Se você for um pecador inveterado e cometer alguns deslises (ou até muitos deles), faltas graves ou até algumas poucas ilegalidades, não se preocupe, pois não será exonerado do cargo público. Será aposentado compulsoriamente. Sim, com rendimentos integrais até o fim de sua longa vida. Aposentadoria antecipada com poucos anos de trabalho. Basta cometer algumas ilegalidades no cargo que ocupa e torcer para que sejam suficientes para que seus superiores o punam com a aposentadoria compulsória. Mas, e depois? Bem, depois você pode trabalhar na iniciativa privada, ou passar a vida viajando, com renda garantida.
Mas tem uma condição nesse paraíso: não saia espalhando para todo mundo todas as benesses que seu cargo público de juiz (ou de promotor) te proporciona.
Caso contrário, os invejosos chamaram essas justas benesses de «penduricalhos» e dirão que você não merece, dirão ainda que estes ganhos duplicam, triplicam ou quadruplicam seu salário mensal e que essa prática não é justa nem com os demais servidores públicos, nem justa para com o povo que vive de salário mínimo sem nenhum penduricalho.

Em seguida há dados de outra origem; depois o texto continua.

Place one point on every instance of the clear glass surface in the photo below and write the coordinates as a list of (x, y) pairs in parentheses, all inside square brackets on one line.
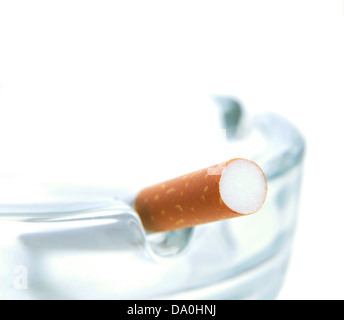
[(86, 242)]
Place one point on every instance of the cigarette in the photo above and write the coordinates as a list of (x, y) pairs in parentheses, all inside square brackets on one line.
[(231, 189)]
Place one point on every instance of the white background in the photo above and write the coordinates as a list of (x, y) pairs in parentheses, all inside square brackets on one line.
[(103, 91)]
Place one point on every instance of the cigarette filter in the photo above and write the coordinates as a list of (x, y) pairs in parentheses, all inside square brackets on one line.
[(230, 189)]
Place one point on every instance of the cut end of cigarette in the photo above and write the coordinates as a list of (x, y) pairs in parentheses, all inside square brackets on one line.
[(228, 190), (243, 186)]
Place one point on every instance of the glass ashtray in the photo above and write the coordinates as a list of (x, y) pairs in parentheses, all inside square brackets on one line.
[(85, 242)]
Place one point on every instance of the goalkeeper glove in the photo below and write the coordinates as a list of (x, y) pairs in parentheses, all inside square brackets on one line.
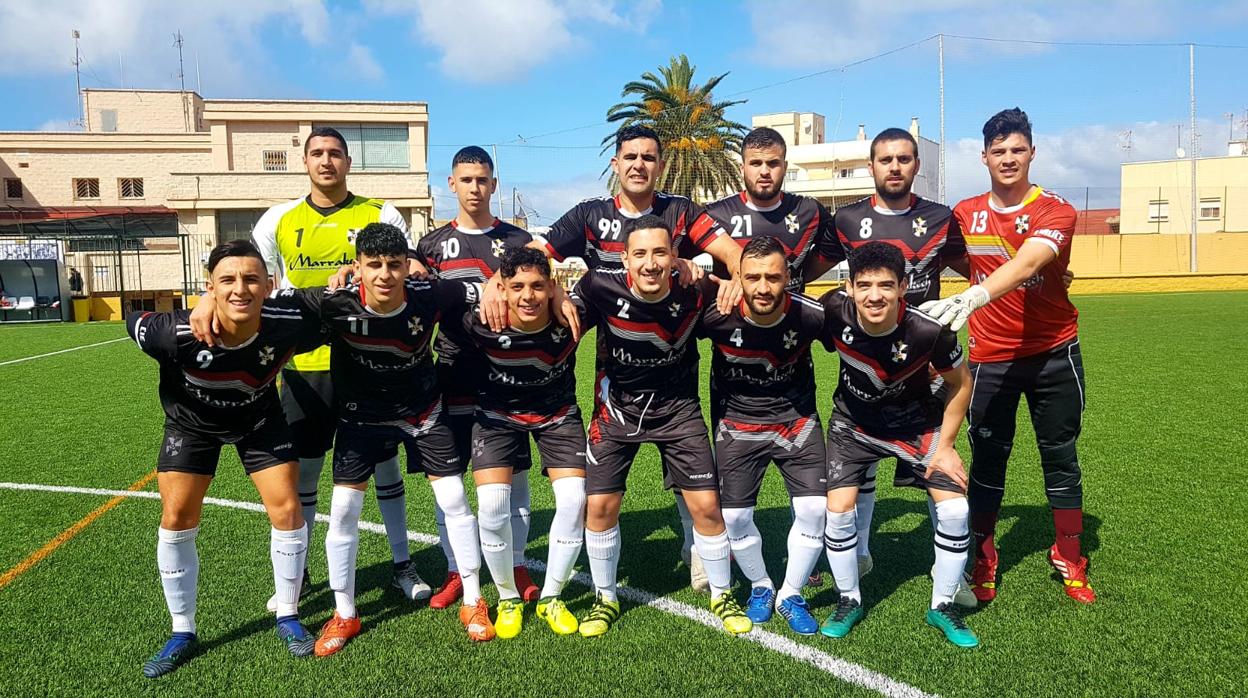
[(955, 310)]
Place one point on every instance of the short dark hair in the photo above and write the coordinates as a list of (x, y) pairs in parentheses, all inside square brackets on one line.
[(648, 221), (634, 132), (877, 255), (764, 137), (232, 249), (472, 155), (326, 132), (522, 257), (1006, 122), (765, 246), (381, 240), (894, 135)]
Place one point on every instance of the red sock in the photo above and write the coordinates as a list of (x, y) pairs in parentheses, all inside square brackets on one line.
[(1068, 525), (984, 526)]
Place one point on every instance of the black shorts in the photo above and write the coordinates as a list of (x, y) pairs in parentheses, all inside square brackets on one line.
[(743, 452), (307, 400), (560, 445), (851, 452), (266, 446), (429, 447), (675, 426)]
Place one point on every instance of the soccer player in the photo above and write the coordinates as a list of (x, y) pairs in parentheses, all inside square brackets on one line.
[(763, 372), (1023, 342), (382, 368), (885, 407), (471, 249), (214, 396), (649, 393), (303, 242), (528, 388)]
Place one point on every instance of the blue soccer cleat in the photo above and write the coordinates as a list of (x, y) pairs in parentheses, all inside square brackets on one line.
[(796, 612), (761, 603), (171, 656)]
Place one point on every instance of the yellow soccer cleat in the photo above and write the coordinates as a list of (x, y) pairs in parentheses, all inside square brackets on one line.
[(511, 618), (555, 613), (735, 621)]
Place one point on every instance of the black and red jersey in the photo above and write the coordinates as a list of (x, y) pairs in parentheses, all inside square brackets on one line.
[(594, 229), (801, 224), (221, 391), (381, 365), (885, 386), (462, 254), (764, 375), (644, 346), (529, 378), (926, 234)]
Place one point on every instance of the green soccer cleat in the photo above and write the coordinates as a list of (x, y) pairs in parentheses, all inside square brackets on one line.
[(600, 617), (949, 619), (848, 613)]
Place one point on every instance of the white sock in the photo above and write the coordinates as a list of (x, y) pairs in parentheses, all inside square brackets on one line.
[(310, 481), (567, 533), (522, 516), (603, 548), (746, 543), (952, 541), (342, 546), (687, 522), (288, 551), (713, 551), (392, 501), (494, 520), (179, 565), (805, 543), (462, 532), (439, 520), (864, 510), (840, 540)]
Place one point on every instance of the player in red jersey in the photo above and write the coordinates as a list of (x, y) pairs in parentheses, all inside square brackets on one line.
[(1023, 342)]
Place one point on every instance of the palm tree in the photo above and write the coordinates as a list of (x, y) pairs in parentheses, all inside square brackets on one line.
[(698, 140)]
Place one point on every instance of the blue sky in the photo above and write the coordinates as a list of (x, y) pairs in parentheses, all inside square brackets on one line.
[(497, 71)]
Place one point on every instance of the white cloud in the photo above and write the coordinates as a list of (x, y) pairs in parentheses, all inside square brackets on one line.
[(492, 41)]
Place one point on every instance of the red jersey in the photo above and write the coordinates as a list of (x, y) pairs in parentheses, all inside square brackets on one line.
[(1037, 315)]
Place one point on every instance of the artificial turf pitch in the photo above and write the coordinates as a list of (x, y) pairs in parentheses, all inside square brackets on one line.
[(1166, 530)]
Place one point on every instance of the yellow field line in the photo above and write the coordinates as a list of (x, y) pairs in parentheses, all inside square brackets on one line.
[(65, 536)]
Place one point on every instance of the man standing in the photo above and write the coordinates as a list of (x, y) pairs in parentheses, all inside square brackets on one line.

E pior: vão lhe dizer (até com certa razão numérica) que esses ganhos extrapolam o teto limite mensal (máximo, em teoria) do servidor público. Sabe quanto é esse teto hoje? Só R$ 46.366,19.
Esse é o valor salarial de um Ministro do Supremo Tribunal Federal ou do Presidente da República. Tudo que recebem além disso é puro penduricalho. Mas saiba que um juiz recém concursado, de primeira instância, bem no começo de carreira, pode receber um valor bem superior a este. Essa mágica é o que hoje se convencionou chamar de penduricalhos. Estes estão previstos em várias normativas (infra-constitucionais) destinados a engordar os parcos ganhos mensais desses servidores públicos.
Mas de onde se tira o dinheiro para sustentar tantos juízes pelo Brasil afora? Saiba que o Poder Judiciário tem um orçamento autônomo, oriundo dos impostos pagos. E esse orçamento é administrado justamente pelos próprios beneficiários dos pagamentos. Quase não há um controle externo sobre o gasto dessa verba.
Quem não quer entrar nesse paraíso?
Penduricalhos nossos de cada dia, dai-nos hoje! Pode começar a rezar.
Kazuo S. Koremitsu é economista com doutorado em Direito.